Extracts the data from the Wenlin dictionary program.
Unfortunately, this great data is wrapped by a less-than-great UI. This code is intended to be useful to Chinese language students who wish to interact with the data on their own terms.
The tool ships as a Ruby gem, and the standard installation process applies. The code relies on Ruby 1.9 syntax and String encoding. It was tested to work with MRI 1.9.3.
gem install wenlin_db_scanner
The following commands assume that the current directory of your
Command Prompt is the Wenlin application's main directory. If your current
directory contains a
W4DB directory, you're probably in the right place.
Parses a dictionary database into a file containing one JSON line per entry.

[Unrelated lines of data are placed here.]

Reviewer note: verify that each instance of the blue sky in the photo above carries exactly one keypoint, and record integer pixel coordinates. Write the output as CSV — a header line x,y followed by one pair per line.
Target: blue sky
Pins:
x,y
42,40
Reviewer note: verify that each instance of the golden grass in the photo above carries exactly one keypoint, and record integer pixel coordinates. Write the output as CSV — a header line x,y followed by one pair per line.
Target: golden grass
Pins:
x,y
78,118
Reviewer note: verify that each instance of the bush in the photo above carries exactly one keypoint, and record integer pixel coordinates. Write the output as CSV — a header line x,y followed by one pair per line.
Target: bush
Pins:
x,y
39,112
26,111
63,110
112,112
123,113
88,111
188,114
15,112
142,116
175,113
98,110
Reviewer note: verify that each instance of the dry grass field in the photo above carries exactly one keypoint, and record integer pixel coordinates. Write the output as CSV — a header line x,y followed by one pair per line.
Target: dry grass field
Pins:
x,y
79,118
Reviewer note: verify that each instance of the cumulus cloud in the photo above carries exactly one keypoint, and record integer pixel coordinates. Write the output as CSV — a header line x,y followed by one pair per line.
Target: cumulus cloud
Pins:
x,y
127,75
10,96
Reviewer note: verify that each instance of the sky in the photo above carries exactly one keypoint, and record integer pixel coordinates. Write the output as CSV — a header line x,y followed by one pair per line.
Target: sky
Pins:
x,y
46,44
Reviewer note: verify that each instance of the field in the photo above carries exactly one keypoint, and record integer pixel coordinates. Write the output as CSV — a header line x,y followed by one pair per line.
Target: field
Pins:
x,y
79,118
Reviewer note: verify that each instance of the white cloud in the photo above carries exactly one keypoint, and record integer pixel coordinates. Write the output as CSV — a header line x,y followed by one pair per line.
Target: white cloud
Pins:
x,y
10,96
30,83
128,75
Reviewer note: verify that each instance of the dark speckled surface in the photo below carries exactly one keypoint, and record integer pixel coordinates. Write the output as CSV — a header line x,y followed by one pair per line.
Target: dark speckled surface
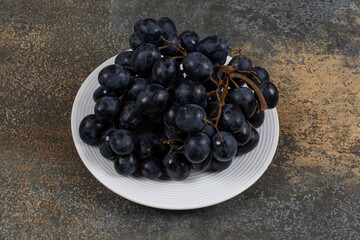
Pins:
x,y
310,191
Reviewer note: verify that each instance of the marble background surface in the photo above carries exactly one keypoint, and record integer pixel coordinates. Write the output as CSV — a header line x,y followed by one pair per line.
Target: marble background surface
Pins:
x,y
310,191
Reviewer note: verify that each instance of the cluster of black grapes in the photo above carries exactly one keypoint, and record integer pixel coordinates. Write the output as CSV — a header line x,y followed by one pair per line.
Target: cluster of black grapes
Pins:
x,y
202,113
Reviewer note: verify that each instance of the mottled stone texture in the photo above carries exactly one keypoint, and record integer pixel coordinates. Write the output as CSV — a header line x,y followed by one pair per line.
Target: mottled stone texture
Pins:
x,y
310,191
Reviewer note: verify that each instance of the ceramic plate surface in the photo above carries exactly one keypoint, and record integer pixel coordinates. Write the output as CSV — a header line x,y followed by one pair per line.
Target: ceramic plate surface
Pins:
x,y
197,191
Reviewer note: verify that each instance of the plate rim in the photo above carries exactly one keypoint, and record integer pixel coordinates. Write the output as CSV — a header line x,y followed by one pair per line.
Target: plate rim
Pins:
x,y
80,151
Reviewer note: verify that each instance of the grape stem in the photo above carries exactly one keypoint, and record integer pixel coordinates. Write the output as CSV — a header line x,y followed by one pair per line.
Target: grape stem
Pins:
x,y
171,149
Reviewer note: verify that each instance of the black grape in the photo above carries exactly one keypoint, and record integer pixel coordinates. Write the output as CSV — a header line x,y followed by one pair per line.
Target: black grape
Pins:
x,y
144,58
270,93
261,75
91,128
170,50
243,135
251,144
189,118
165,71
224,149
257,119
126,164
148,30
167,24
135,41
197,67
137,85
190,92
176,166
144,148
220,165
231,118
242,63
130,117
204,165
215,47
124,58
160,149
197,147
122,142
114,77
153,99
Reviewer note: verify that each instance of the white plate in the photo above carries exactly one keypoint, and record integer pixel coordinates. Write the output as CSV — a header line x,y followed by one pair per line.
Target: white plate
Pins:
x,y
197,191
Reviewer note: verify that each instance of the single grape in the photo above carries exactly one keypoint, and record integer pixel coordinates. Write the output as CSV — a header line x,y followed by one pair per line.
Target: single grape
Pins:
x,y
122,142
130,117
251,144
114,77
231,118
197,67
107,107
176,166
105,149
137,85
165,71
102,92
170,50
210,85
124,58
144,58
204,165
167,24
151,168
90,129
153,99
257,119
126,164
172,131
203,104
197,147
160,149
189,118
190,92
144,148
243,135
245,99
148,30
135,41
261,74
270,93
189,39
242,63
224,149
220,165
215,47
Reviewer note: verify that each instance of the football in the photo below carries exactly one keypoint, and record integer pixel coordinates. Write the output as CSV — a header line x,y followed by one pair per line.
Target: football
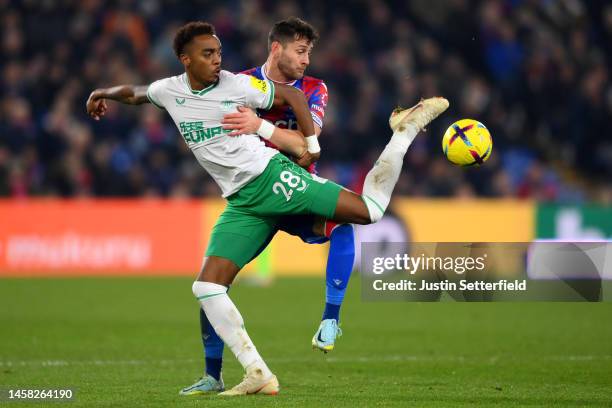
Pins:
x,y
467,142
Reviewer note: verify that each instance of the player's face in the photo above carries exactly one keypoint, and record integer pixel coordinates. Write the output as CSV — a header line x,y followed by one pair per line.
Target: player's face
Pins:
x,y
202,58
295,58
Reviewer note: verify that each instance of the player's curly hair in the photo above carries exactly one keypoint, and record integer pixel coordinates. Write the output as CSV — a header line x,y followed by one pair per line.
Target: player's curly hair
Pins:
x,y
186,33
290,29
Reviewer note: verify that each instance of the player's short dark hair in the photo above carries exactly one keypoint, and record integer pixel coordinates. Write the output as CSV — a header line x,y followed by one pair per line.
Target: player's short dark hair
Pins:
x,y
292,29
187,32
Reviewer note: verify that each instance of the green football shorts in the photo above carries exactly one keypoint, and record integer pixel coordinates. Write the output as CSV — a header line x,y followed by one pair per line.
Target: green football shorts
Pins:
x,y
252,214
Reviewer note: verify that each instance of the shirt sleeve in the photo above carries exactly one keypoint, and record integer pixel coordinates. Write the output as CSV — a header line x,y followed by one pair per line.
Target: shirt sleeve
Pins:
x,y
156,92
259,92
317,102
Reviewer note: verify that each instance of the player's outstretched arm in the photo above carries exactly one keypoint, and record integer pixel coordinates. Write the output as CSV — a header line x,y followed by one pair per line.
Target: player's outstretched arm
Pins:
x,y
246,121
128,94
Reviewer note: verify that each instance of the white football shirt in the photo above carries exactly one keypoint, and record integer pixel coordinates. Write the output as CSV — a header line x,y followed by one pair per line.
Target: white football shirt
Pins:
x,y
232,161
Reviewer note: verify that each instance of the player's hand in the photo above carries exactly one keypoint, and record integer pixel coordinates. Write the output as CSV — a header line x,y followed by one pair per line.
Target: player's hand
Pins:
x,y
245,121
96,106
306,159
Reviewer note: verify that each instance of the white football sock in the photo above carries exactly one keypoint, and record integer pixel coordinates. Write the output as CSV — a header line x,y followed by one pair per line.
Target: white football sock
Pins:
x,y
229,325
381,179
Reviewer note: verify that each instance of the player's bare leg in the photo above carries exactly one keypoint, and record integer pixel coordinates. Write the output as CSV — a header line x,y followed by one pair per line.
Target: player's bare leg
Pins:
x,y
211,290
380,181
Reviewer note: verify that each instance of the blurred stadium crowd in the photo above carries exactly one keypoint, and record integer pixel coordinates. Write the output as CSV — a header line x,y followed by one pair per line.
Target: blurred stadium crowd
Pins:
x,y
536,72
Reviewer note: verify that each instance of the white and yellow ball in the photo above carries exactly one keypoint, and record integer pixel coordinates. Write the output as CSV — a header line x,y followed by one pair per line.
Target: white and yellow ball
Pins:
x,y
467,142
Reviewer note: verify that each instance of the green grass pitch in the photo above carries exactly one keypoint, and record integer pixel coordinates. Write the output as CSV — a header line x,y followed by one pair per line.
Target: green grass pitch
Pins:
x,y
135,342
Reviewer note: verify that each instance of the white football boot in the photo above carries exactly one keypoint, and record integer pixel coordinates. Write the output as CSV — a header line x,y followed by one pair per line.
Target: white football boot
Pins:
x,y
254,383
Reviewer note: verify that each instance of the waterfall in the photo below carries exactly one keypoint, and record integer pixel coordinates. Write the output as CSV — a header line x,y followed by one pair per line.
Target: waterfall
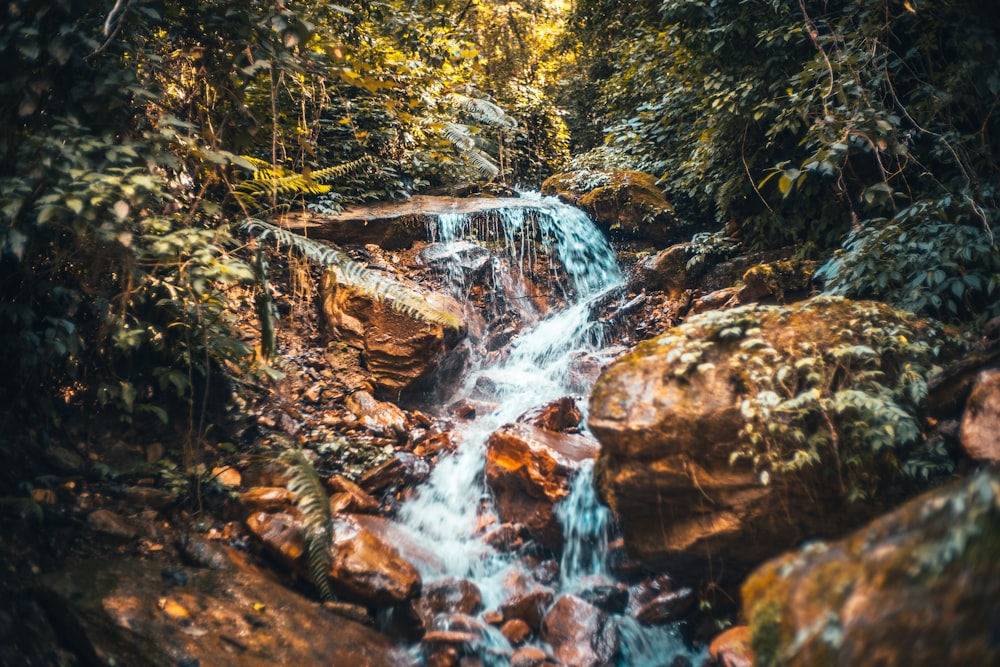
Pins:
x,y
559,245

wenlin_dict W4DB/ en-zh > en_zh.json wenlin_dict W4DB/ zh-en > zh_en.json wenlin_dict W4DB/ hz-en > hz_en.json
Parses the database that breaks down hanzi (Chinese characters) into components.
wenlin_hanzi W4DB > hanzi.json
Parses a parts-of-speech database into a file containing one JSON line per part of speech.
The parts of speech are referenced by the word defintion databases, which use their abbreviations.
wenlin_parts W4DB/ en > en_parts.json wenlin_parts W4DB/ zh > zh_parts.json
Extracts the raw text entries in a .db file. Useful for debugging and understanding the record format.
The scripts in the
bin directory are thin wrappers over the API. Read them if
you want to use the Ruby API directly.
It is very likely that you'll get your job done faster by using the output of the CLI tools.
I test this code by runing the tools inside
bin against the Wenlin databases,
and by spot-checking the output.
This tool works fairly well on the Wenlin 4 data files. Bugfixes and support for new .db file formats are welcome, other features are most likely outside the project's scope.
Note that this tool is designed to help moving the data into another program, so it only supports full table scans. Support for random access using the B-tree indexes is outside the scope of this project.
This code is licensed under the CC0 Public Domain license.